DIARIO PUERTO PLATA. -Por José Alberto Blanco. -La corrupción en el Estado dominicano no es un fenómeno aislado ni episódico: es una práctica sistemática que compromete la legitimidad de las instituciones, erosiona la confianza ciudadana y debilita el proyecto democrático. Las múltiples denuncias recientes desde sobrevaluaciones en obras públicas hasta irregularidades en compras, designaciones y contratos revelan no solo fallas éticas individuales, sino también una arquitectura institucional permisiva, opaca y fragmentada.
A pesar de los avances normativos y del discurso oficial de “cero tolerancia”, persiste una cultura de impunidad que convierte la rendición de cuentas en simulacro. ¿De qué sirve tener leyes si los órganos de control carecen de autonomía real, si los expedientes se engavetan, si los procesos judiciales se dilatan y si los actores políticos se blindan entre sí?
El problema no es solo jurídico, sino estructural. La corrupción se reproduce en un ecosistema donde:
- Los controles internos son débiles o manipulables.
- La meritocracia es sustituida por clientelismo.
- La transparencia se limita a plataformas técnicas sin voluntad política.
- La ciudadanía es excluida de los procesos de fiscalización.
Según el último informe de Participación Ciudadana, más del 70% de los casos denunciados en los últimos cinco años no han concluido en sanciones efectivas. Y mientras tanto, los recursos públicos se desvían, los servicios se deterioran y los liderazgos éticos son marginados.

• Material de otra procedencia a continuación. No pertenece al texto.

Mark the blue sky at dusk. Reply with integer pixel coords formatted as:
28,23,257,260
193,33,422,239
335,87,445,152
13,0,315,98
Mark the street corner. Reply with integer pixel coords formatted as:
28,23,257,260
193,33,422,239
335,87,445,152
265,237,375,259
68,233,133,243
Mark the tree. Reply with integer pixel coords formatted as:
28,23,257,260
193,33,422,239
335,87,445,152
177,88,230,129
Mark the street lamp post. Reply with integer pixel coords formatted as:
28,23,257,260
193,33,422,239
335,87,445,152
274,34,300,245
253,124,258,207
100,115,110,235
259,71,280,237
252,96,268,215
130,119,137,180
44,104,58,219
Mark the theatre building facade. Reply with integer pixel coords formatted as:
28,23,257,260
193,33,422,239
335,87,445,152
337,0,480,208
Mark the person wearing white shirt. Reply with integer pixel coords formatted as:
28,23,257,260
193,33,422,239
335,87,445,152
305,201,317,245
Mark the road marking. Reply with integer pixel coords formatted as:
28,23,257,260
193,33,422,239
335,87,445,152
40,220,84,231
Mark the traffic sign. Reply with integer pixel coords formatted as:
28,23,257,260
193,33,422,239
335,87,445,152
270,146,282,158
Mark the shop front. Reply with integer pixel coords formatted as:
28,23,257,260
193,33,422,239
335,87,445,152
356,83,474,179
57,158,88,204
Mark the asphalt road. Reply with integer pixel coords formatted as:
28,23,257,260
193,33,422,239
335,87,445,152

No basta con crear comisiones, emitir comunicados o judicializar casos emblemáticos. Se requiere una reforma profunda del régimen de administración pública, que incluya:
- Autonomía real de los órganos de control y persecución.
- Protección efectiva a denunciantes y periodistas.
- Auditorías ciudadanas vinculantes.
- Educación ética desde la escuela hasta la alta dirección pública.
La corrupción no se combate con indignación episódica, sino con institucionalidad robusta, liderazgo ético y participación activa. Como sociedad, debemos exigir más que promesas: necesitamos resultados, sanciones ejemplares y una nueva cultura de lo público.
La corrupción no se combate solo con sanciones, sino con cultura institucional, liderazgo ético y participación ciudadana. Como país, estamos llamados a cerrar los espacios que permiten la impunidad, fortalecer los controles internos y educar en valores públicos desde las aulas, los medios y las instituciones.
Hoy más que nunca, la administración pública debe ser ejemplo de integridad, eficiencia y vocación de servicio. Porque proteger lo nuestro es proteger el futuro.
Porque cada acto de corrupción no solo roba dinero: roba futuro, esperanza y dignidad. Y ante eso, el silencio también es complicidad.